Wednesday, April 10, 2013

Talk to an Iraqi

I am blessed and honored to call Haider Hamza Abdulrazaq my friend.  Each of the past three years, he has taken time from his busy schedule as a PhD candidate, Rhodes Scholar, Program Officer at Open Society Foundations, and award-winning combat photo journalist to share a bit of his story with my Social Justice and Peacemaking students at NYU.  He shares photos he took as an embedded photo journalist with ABC News during the "Shock and Awe" war in Iraq. They are graphic. They are horrific. They are beautiful. They are powerful and profound.

They are challenging and  invite my students and me to examine the devastation and destruction that is war.
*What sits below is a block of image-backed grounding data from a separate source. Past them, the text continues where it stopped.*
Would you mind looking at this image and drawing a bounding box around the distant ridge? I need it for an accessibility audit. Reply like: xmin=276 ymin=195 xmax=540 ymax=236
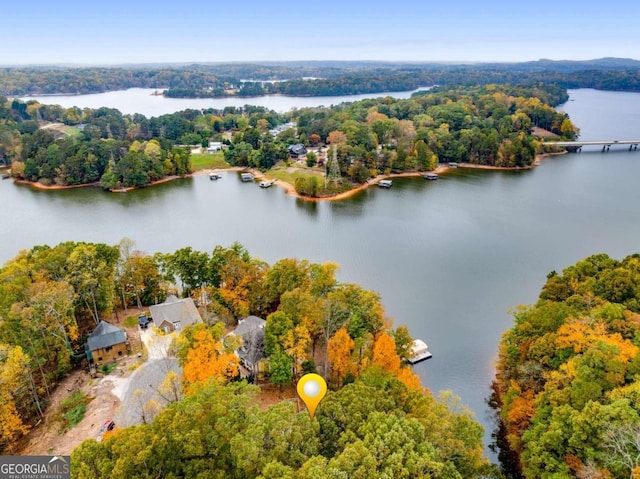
xmin=2 ymin=58 xmax=639 ymax=70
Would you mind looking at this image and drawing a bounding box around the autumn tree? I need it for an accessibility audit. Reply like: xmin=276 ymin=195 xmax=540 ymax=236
xmin=327 ymin=326 xmax=354 ymax=386
xmin=0 ymin=345 xmax=31 ymax=451
xmin=65 ymin=243 xmax=116 ymax=325
xmin=179 ymin=323 xmax=239 ymax=391
xmin=326 ymin=130 xmax=346 ymax=145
They humanize the Iraqi people and remind us of the real cost of war and violence.

They remind us that the children and the people of Iraq, Babylon, are beautiful, that they have lived in the cradle of civilization for thousands of years and have given the world some of its most sacred and precious art and culture.
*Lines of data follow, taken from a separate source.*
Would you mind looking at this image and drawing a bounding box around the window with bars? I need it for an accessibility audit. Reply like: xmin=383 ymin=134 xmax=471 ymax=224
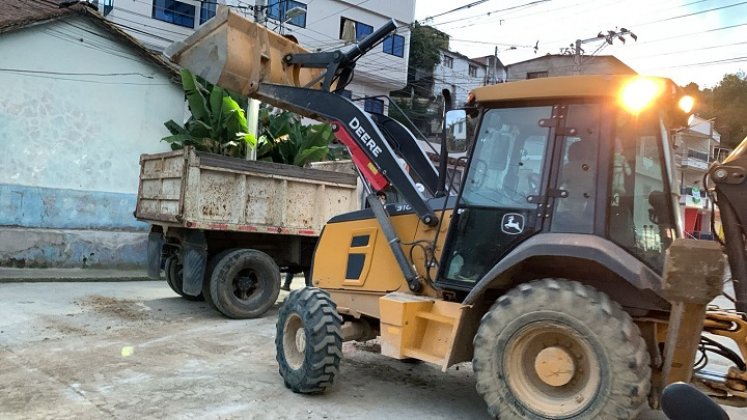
xmin=383 ymin=34 xmax=405 ymax=57
xmin=152 ymin=0 xmax=195 ymax=28
xmin=443 ymin=55 xmax=453 ymax=68
xmin=267 ymin=0 xmax=307 ymax=28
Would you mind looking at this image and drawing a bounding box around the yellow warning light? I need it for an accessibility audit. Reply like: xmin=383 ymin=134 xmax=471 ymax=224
xmin=619 ymin=77 xmax=665 ymax=113
xmin=678 ymin=95 xmax=695 ymax=113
He invites us, in the spirit of great peacemakers like Vietnamese Buddhist monk Thich Nhat Hanh (nominated for the Nobel Peace Prize by Martin Luther King, Jr.), to look and listen deeply to the voices of our "enemy," to the voices of the voiceless, to the voices of those who, on both sides, every side, are the victims of war and violence.

Haider leads by example.  After graduating from Baghdad University in 2006, Haider won a Fulbright Scholarship to study global security and conflict resolution in the United States.  

"New to America and wanting to understand what the American people felt about their country's involvement in Iraq, Haider decided to travel across the US to talk to people about the war. He drove through 35 states setting up a mobile booth with a sign that says 'Talk to an Iraqi.' 

Haider said, 'I always wondered, what do people in American know of what is happening and do they feel responsible...did this war change their lives at all, since it has for sure changed ours dramatically.' 

Part of Haider's journey was aired on NPR and Showtime's 'This American Life'. Haider's powerful and fascinating lecture includes poignant and touching film clips from his road trip in America, a slide of photos he took of post-war Iraq, thoughts on the conflict in his country, the presence of US troops there, his personal struggle to heal the wounds of oppression and commitment today to raise awareness among the young people and send messages of peace and reconciliation."(See: Haider Hamza, Telling the story of his country)

I invite you to 'Talk to an Iraqi', to listen to Haider's story and let it speak to you in the depths of your heart. Let it challenge and inspire you. Let it invite healing and sacred reconciliation in your soul.

May we see in the Iraqi people our sisters, our brothers, and know our well-being, our liberation and peace in our world, to depend on the well-being of our sisters and brothers.